Contact: Natalie Shure, natalie.shure@treatmentactiongroup.org
New York City, February 18, 2025 — Treatment Action Group (TAG) is disgusted and appalled by the new presidential administration’s flagrant attack on science. Recent actions taken by the executive branch — from decimating vital research, to gutting scientific workforces, to obstructing and concealing public treatment guidelines and scientific data — take a wrecking ball to the vital scientific processes that deliver lifesaving tools to prevent, diagnose, treat, and cure disease, domestically and globally. These hostile and reckless actions will hobble the fight against HIV, tuberculosis (TB), and hepatitis C Virus (HCV), worsen human health, and weaken communities for decades to come.
TAG was founded by activists at the height of the AIDS crisis with the goal of accelerating HIV treatment research — a mission that has since expanded to include TB and HCV. Science has always been at the heart of TAG’s strategy. “We envision the end of the HIV, TB, and HCV pandemics through effective and universally accessible tools for prevention, diagnosis, and treatment,” said TAG cofounder and Executive Director Mark Harrington. “Ending HIV, TB, and HCV as pandemics relies on a rigorous and well-funded scientific ecosystem accountable to affected communities and strongly supported by investments from the American people. Science is what ultimately changed the trajectory of the AIDS pandemic beginning in the late 1990s, when increased investment in and reforms to speed up research on protease inhibitors helped deliver treatments that have saved and are saving millions of lives.”
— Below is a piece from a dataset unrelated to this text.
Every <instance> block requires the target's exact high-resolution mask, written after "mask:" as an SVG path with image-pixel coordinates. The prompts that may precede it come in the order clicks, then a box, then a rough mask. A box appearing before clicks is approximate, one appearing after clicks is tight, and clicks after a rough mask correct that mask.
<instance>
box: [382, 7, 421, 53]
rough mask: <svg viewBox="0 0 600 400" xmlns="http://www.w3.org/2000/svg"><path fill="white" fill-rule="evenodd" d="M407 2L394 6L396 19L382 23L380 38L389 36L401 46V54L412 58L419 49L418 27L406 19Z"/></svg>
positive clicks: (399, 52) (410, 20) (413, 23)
And yet, the new administration seems intent on seriously damaging the institutions, funding structures, professions, and collective knowledge that sustain a robust scientific process. Such destructive actions include:
- The confirmation of Robert F. Kennedy Jr. as Secretary of the Department of Health and Human Services (HHS) places a fringe crank at the helm of the country’s entire health portfolio. Kennedy is an AIDS denialist and conspiracy theorist shunned by the entirety of mainstream medicine and science, and has signaled intent to use his perch to flout scientific consensus on things like vaccine policy.
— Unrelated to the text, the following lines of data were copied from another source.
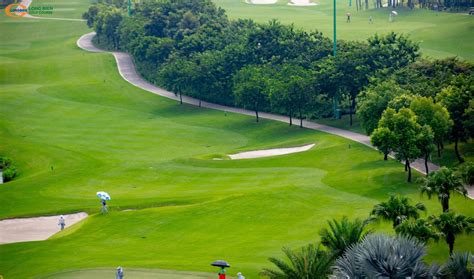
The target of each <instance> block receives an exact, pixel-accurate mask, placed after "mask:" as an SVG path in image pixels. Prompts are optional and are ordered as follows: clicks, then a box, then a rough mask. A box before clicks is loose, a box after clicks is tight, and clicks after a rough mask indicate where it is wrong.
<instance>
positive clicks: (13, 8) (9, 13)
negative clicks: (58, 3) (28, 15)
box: [5, 3, 54, 18]
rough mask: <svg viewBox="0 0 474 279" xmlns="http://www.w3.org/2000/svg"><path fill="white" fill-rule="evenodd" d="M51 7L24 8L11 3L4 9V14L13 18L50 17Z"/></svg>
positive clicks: (20, 3) (15, 4)
mask: <svg viewBox="0 0 474 279" xmlns="http://www.w3.org/2000/svg"><path fill="white" fill-rule="evenodd" d="M53 10H54V8H53V6H33V7H26V6H25V5H23V4H21V3H13V4H10V5H8V6H6V7H5V14H6V15H7V16H9V17H13V18H22V17H24V16H26V15H52V14H53Z"/></svg>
- The mass firings of approximately 5,200 employees at the National Institutes of Health (NIH), Centers for Disease Control and Prevention (CDC), Food and Drug Administration (FDA), and other agencies under the Department of Health and Human Services (HHS) will vastly impede the U.S.’s ability to assess and fund medical research, surveille and respond to emerging public health threats with evidence-based interventions, and evaluate and regulate the safety and applications of medical and consumer products.
- The NIH’s recent move to slash “indirect costs” – which cover overhead by institutions receiving NIH awards – by billions of dollars per year will deprive academic research institutions of resources necessary to support their projects, compromising important activities like lab, facility, and equipment upkeep, and staffing.
- The chaotic and illegal obliteration of the United States Agency for International Development (USAID) — the world’s third largest funder of TB research and development — has interrupted valuable clinical trials, disrupted the work of community-based organizations that advise clinical research and build local demand for health innovations, and limited global access to evidence-based treatments for HIV and deeply damaged health infrastructure in hundreds of countries around the world.
- The indiscriminate removal (and reinstatement, in some cases, following court orders,) of public data on health and disease impedes research drawing on these public sources, and precludes public health officials and communities from developing evidence-based programming.
- The dehumanizing, scientifically illiterate attempt to deny the existence of transgender, non-binary, and intersex people, which has extended to adding brazenly false claims to government websites restored as a result of court orders.
- The vile assault against anything seen as related to diversity, equity, inclusion, and accessibility (DEIA) stands to undermine recent progress toward representative demographic participation in medical research, triggering deletion of relevant guidelines and protocols from the FDA and Office of AIDS Research (OAR).
Taken altogether, this administration appears to be feeding science as we know it “into the wood chipper,” in the words of an unelected oligarch. At stake is scientific capacity and expertise that took decades to build. It cannot and will not be supplanted by private industry, which has proven itself incapable and unwilling to invest in the kind of long-term research that doesn’t yield short-term profits, but which makes up the cornerstone of practically every key medical breakthrough. Antiretroviral therapy for HIV, shorter, safer regimens for TB, and direct-acting antivirals for HCV all relied heavily on U.S. government-supported research; so too will future tools needed to end these conditions and all other pandemics.
“The White House’s attack on every step of the research, development, implementation, and policymaking processes violates the universal right to science, codified in international human rights law,” said Mike Frick, TB Project Co-Director at TAG. “This administration’s war on science harms everyone, everywhere who stands to benefit from science and its applications.”